2

2

Как всегда, Барбюса встречали друзья. Среди них — постоянный его переводчик Степан.

На площади перед вокзалом — кипение толпы приветствующих. Теплое облако любви и признания обволакивает Барбюса. Он растроган. Он словно попал в другой климат: здесь дуют сильные и теплые ветры, бодрящие душу, здесь греет солнце дружбы. Он видит улицы Москвы озаренными им.

Машина останавливается у знакомого отеля — «Савой»! Большое зеркало в простенке коридора привычно отражает длинную, чуть согбенную фигуру. «Это я опять», — говорит Барбюс своему отражению.

В его номере все, как было в прошлые его приезды. Вещи его уже доставлены сюда и расставлены по местам. От этого номер утрачивает тот общий, унифицированный характер, который имеют отели всего мира.

Началась традиционная русская трапеза, с обилием, всегда поражавшим гостей, с самоваром, бормочущим на столе, с беспорядочной, доброй, ничем не стесненной застольной беседой. Появилась обязательная курица под белым соулом, пироги и вся та снедь, которую Степан, обладавший удивительным аппетитом, называл «легким перекусом», а Барбюс — «зарядкой на неделю».

Светлой августовской ночью Барбюс вышел из Дома союзов, где заседал конгресс Коминтерна. Он только что слушал речь Димитрова и был полон ею.

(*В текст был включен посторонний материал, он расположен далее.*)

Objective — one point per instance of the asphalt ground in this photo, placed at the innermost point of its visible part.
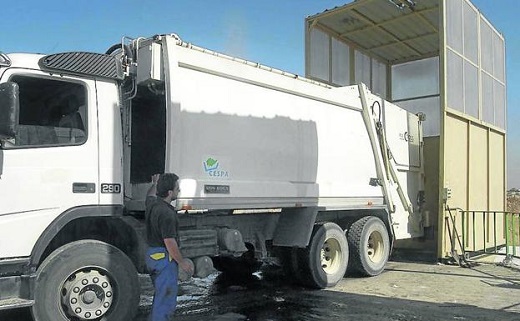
(404, 291)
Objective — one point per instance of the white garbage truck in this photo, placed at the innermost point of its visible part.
(271, 165)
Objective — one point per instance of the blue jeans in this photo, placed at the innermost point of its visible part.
(163, 272)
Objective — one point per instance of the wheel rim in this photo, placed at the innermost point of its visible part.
(375, 248)
(87, 294)
(331, 256)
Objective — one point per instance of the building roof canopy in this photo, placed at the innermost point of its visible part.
(390, 30)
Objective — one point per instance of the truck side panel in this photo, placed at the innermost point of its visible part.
(245, 137)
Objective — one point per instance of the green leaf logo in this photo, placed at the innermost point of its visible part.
(211, 162)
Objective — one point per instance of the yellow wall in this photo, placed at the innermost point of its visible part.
(474, 169)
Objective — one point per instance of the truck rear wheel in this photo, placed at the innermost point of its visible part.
(370, 246)
(86, 280)
(324, 262)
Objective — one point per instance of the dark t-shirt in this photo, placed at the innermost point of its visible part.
(161, 221)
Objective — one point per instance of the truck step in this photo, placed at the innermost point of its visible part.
(6, 304)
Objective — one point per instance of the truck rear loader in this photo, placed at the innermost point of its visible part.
(271, 165)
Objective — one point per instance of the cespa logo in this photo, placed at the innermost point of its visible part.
(213, 169)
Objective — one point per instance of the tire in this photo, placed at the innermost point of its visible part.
(369, 245)
(86, 280)
(324, 262)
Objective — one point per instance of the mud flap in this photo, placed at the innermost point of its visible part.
(295, 226)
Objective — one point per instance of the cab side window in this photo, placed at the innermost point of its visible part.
(52, 112)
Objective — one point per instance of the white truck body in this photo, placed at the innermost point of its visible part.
(268, 162)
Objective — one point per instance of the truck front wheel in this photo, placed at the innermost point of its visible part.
(325, 259)
(86, 280)
(370, 246)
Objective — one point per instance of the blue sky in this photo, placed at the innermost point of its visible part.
(267, 31)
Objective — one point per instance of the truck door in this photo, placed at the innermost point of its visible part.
(52, 163)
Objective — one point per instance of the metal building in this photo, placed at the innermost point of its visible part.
(445, 59)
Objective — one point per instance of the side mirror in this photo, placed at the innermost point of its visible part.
(9, 109)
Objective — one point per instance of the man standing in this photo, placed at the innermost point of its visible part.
(163, 255)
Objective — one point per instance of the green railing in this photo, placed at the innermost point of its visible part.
(483, 232)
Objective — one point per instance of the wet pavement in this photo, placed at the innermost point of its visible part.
(405, 291)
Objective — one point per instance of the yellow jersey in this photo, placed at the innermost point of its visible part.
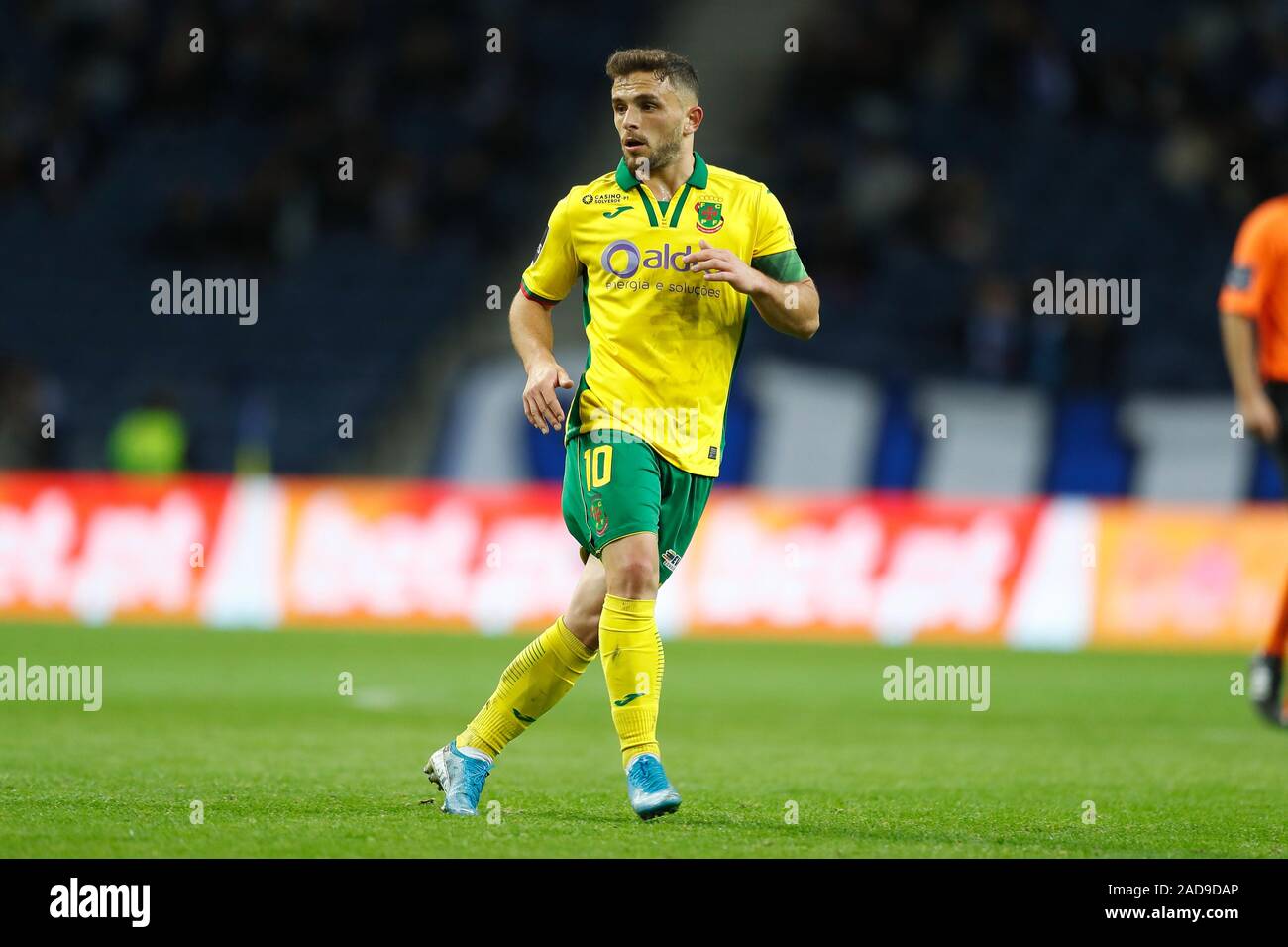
(662, 342)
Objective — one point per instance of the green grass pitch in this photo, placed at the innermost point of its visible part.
(254, 727)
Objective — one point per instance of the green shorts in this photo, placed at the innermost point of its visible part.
(616, 484)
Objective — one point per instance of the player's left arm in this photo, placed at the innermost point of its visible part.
(789, 307)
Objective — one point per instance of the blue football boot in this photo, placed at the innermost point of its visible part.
(651, 792)
(460, 777)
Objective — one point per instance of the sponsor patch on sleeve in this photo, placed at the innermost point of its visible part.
(1237, 277)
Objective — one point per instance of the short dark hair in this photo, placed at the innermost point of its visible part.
(661, 62)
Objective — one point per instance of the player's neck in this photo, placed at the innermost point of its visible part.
(666, 180)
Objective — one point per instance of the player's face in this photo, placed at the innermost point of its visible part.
(649, 119)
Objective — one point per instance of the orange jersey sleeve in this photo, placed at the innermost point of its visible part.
(1252, 279)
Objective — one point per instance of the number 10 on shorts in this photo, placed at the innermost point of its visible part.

Со своей удивительной способностью облекать живой плотью фактов железный каркас логических построений Барбюс говорил своим спутникам о Димитрове, человеке с завидной судьбой борца и вождя.

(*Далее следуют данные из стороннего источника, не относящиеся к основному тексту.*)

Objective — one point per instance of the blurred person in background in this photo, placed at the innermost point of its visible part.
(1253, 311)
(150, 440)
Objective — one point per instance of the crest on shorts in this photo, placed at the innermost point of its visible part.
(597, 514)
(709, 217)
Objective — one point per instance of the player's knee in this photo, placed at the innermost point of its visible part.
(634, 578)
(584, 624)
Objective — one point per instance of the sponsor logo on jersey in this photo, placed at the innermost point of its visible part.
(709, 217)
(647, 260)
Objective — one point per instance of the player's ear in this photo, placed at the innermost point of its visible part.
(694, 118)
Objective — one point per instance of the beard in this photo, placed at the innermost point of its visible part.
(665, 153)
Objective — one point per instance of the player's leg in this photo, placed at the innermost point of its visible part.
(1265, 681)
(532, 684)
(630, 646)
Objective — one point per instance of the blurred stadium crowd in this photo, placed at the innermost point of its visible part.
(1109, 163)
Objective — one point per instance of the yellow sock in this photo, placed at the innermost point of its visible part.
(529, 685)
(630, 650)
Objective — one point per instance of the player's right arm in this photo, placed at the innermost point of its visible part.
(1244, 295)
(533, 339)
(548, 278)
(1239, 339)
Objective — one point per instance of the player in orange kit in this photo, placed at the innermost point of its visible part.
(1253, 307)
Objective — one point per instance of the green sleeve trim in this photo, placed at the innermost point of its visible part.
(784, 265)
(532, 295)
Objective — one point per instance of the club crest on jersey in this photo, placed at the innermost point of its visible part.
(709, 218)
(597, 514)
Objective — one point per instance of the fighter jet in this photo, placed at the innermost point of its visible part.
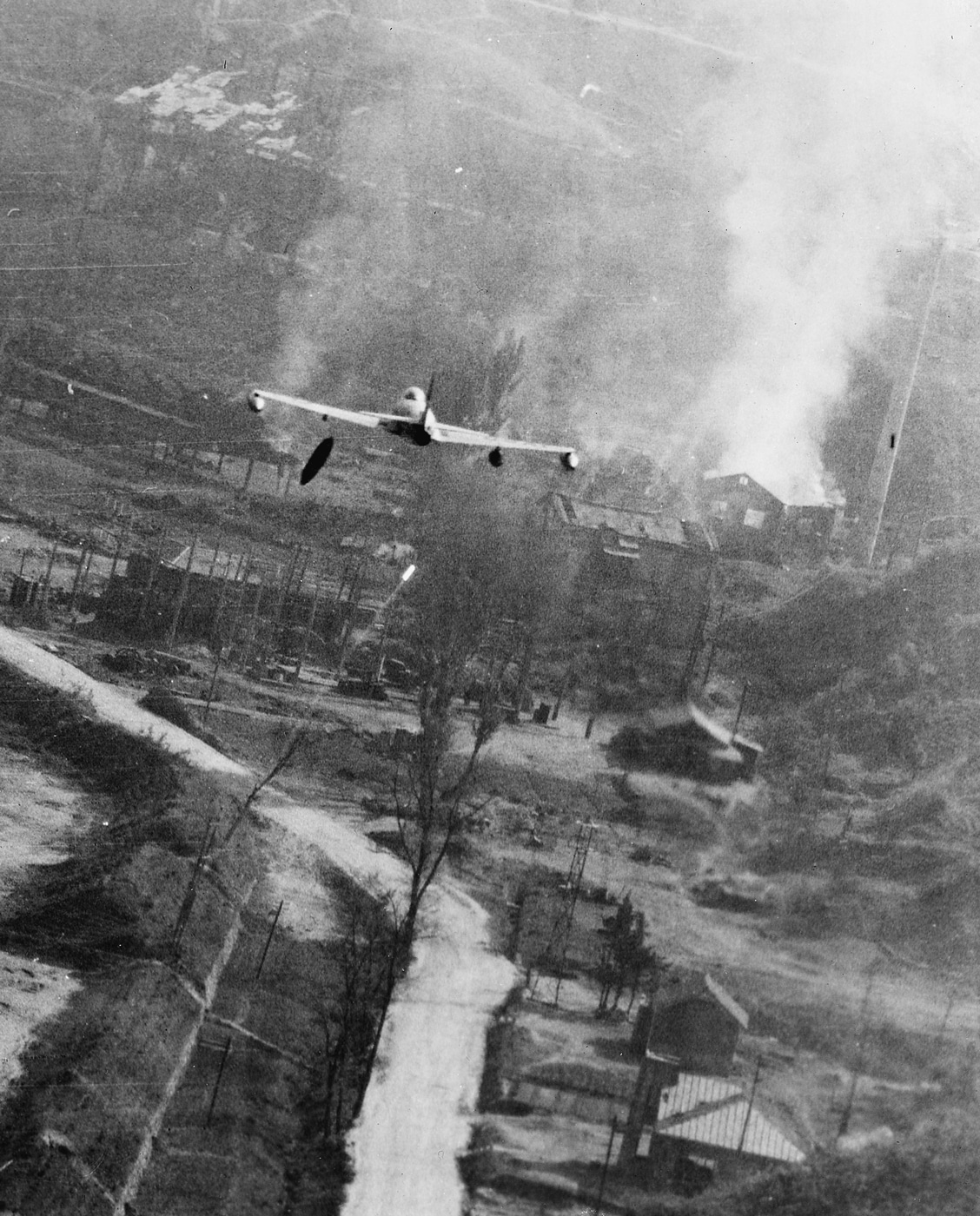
(410, 419)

Они шли по площади. Фонари Большого театра были погашены, и портик освещался только сверху. Из невидимых источников лился желтоватый неяркий свет, и легендарная квадрига была подсвечена снизу, что подчеркивало ее устремленность в туманную высь, легко окрашенную заревом городских огней.

— Пойдемте на Красную площадь. В этот час она великолепна, — предложил Барбюс.

Они повернули назад, миновали величавую громаду Музея Ленина, и вот уже причудливые купола храма Василия Блаженного в свете, сочащемся из ниш Кремлевской стены.

«Многоцветная крепость» Кремля затушевана тенями. Только ее «варварские башенки», описанные Барбюсом, четко рисуются на суровом полотнище неба.

…Он опять вернулся мыслями к конгрессу. Фронт борьбы с фашизмом расширялся Он не мог не думать о Франции. Фашистские лиги, преступное влияние их на армию… Как покончить с этими змеиными гнездами? Только правительство народного фронта могло бы навести порядок в стране. И к этому, только к этому надо направлять все усилия!

Барбюс остановился. Движением руки остановил своих товарищей. Его высокая фигура, вдохновенное лицо с чертами острыми и выразительными, освещенное боковым желтоватым таинственным светом, как на картинах Рембрандта, так удивительно гармонировали с этой ночью, тихой и торжественной, только изредка тревожимой порывами теплого ветра.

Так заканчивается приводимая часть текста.